I recently rediscovered this strange behaviour in Python’s Unicode handling.—Evan

►

Well, I’d say that’s a very English way of dealing with encoded text ;-)

BTW, how do you know that s came from the start of a file and not from slicing some already loaded file somewhere in the middle ?—M.-A.

Well, the same argument could be applied to the UTF-16 decoder know that the string came from the start of a file, and not from slicing some already loaded file? The standard states that:

In the UTF-16 encoding scheme, U+FEFF at the very beginning of a file or stream explicitly signals the byte order.

So it is perfectly permissible to perform this type of processing if you consider a string to be equivalent to a stream.—Evan

The programmer or the application might, but Python’s codecs don’t.

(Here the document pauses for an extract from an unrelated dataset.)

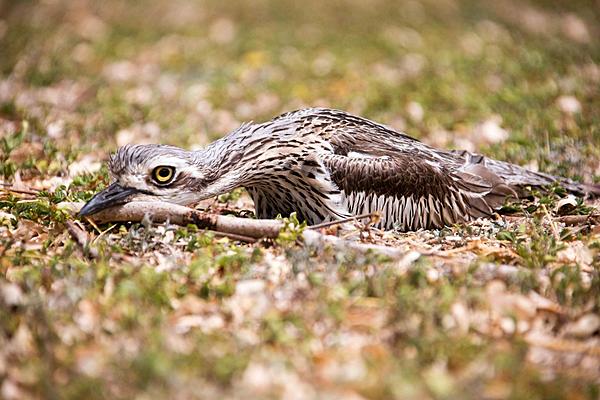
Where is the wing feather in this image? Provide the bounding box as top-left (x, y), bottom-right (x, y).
top-left (321, 153), bottom-right (515, 230)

The point is that this is also true of rawstrings that happen to contain UTF-16 or UTF-32 data. The UTF-16 ("auto-endian") codec shouldn’t strip leading BOMs either, unless it has been told it has the beginning of the string.—Stephen

The UTF-16 stream codecs implement this logic.

The UTF-16 encode and decode functions will however always strip the BOM mark from the beginning of a string.

If the application doesn’t want this stripping to happen, it should use the UTF-16-LE or -BE codec resp.—M.-A.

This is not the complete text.